Blackmail
- Director
- Anil Devgan
- Studio
- Devgan Entertainment Software
- Release Date
- 28 January 2005
- Language
- Hindi
- Budget
- ₹9.50 Cr
- Box Office
- ₹6.58 Cr
Review
Itay Talgam's *Blackmail* arrives as a darkly comedic thriller that mistakes chaos for cleverness, ultimately collapsing under the weight of its own narrative excess. The film's central premise—a meek man discovering infidelity and pivoting to extortion—has genuine dramatic potential, something Vishal Bharwaj executed with surgical precision in *Khosla Ke Ghosle*. Here, however, the execution falters. Irrfan Khan delivers a committed performance as Dev, capturing the desperation of a man grasping for control, but the screenplay doesn't provide him the psychological depth the role demands. Instead of exploring the moral deterioration of an ordinary man crossing ethical lines, the film drowns him in increasingly absurd subplots—a villain plotting to contaminate water supplies, multiple simultaneous blackmail schemes, colleagues becoming unwilling conspirators—that feel less like escalation and more like narrative panic.
What rankles most is how the film squanders its satirical potential. A story about a toilet paper salesman turning criminal could have been a scathing commentary on masculine pride, economic desperation, and the illusion of quick fixes in contemporary India. Instead, *Blackmail* treats these elements as mere scaffolding for slapstick and sudden plot reversals. The ensemble cast, including Kirti Kulhari and Omi Vaidya, struggles to find tonal consistency; scenes oscillate jarringly between dark comedy and melodrama without earning either. By the film's second ha
Storyline
Abhay Rathod's rise from honest cop to Assistant Commissioner is built on putting away the ruthless criminal Shekhar Mohan, and now he's living the good life with his wife Sajana and son Chirag. But Shekhar's back on the streets after serving his time, and he's got revenge burning in his veins—he wants Abhay to pay! The masterstroke is diabolical: he kidnaps Chirag and makes Abhay believe his own son is dead, leaving the man shattered and broken.
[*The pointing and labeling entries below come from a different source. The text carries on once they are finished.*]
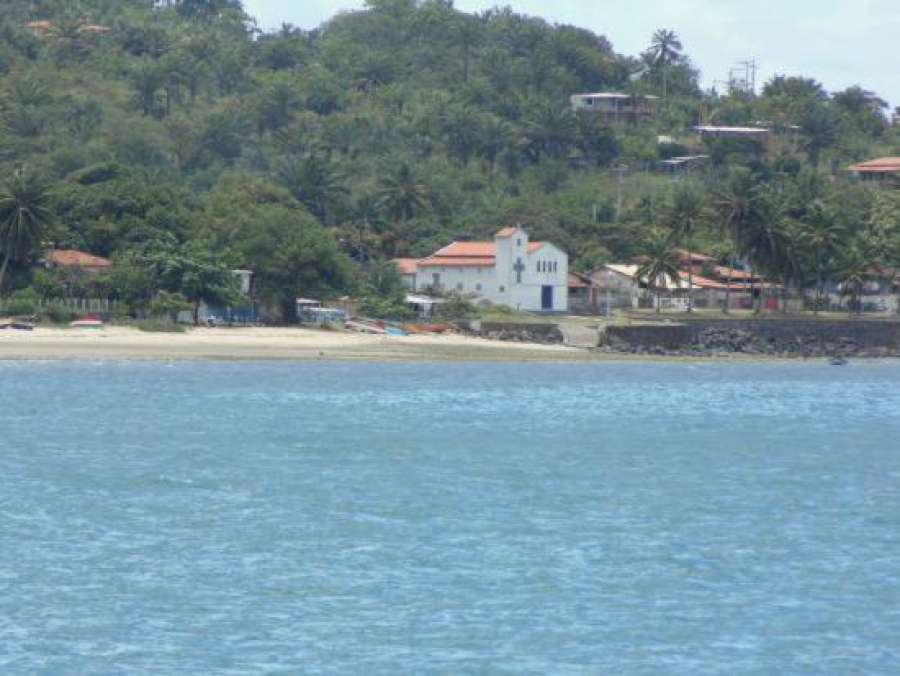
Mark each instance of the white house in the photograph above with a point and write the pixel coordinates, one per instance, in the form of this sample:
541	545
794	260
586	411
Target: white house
511	271
615	105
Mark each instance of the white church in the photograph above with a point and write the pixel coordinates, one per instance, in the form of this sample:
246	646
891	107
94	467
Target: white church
511	271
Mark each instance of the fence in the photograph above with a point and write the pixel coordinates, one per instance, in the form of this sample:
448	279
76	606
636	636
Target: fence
84	306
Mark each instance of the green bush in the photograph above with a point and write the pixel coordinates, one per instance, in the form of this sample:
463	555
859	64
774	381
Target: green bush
23	302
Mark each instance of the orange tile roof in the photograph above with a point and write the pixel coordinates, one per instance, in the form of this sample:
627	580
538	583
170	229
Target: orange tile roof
458	261
880	165
469	254
468	249
68	258
407	266
694	256
735	275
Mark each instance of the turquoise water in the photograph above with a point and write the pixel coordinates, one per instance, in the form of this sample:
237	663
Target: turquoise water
334	518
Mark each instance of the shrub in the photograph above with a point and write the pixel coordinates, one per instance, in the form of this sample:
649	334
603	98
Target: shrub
168	305
23	302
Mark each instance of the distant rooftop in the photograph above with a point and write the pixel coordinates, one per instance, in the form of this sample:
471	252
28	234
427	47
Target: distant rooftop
618	95
70	258
738	131
881	165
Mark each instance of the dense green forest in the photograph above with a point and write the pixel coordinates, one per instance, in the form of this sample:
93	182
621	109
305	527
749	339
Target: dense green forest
182	141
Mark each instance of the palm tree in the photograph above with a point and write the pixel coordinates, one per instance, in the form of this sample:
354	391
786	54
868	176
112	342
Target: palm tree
401	195
25	214
316	182
468	35
684	214
822	235
736	202
665	49
550	130
852	271
147	78
661	263
766	238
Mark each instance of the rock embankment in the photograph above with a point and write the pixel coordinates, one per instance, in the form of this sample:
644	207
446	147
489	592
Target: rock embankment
773	340
541	334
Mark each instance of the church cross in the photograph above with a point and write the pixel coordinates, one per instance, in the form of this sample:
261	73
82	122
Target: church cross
519	267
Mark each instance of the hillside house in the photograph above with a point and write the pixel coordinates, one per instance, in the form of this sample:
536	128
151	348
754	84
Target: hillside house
72	259
616	106
880	171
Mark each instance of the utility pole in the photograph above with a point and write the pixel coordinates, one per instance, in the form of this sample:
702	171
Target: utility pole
620	169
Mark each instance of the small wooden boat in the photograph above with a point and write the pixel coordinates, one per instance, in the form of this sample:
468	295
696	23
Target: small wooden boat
87	324
364	327
16	326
Here's where it gets twisted—Sajana reveals the shocking truth that Chirag is actually Shekhar's biological son, and suddenly the villain becomes a father hungry for his kid's love. Shekhar pivots from kidnapper to cool uncle, whisking Chirag off to racecourses and spoiling him with fast cars, and the boy absolutely eats it up! The emotional pull is real as Shekhar genuinely tries to bond with his son, even as Abhay and the cops close in on him from all sides.
The final showdown becomes this incredible clash between duty and blood, between the father who raised Chirag and the one who gave him life. Abhay's forced to confront not just a criminal but a man who's become essential to his son's happiness, and Chirag's caught in the middle, torn between two fathers! The film nails that raw, messy human drama—it's not just good versus evil, it's about impossible choices and the price of redemption.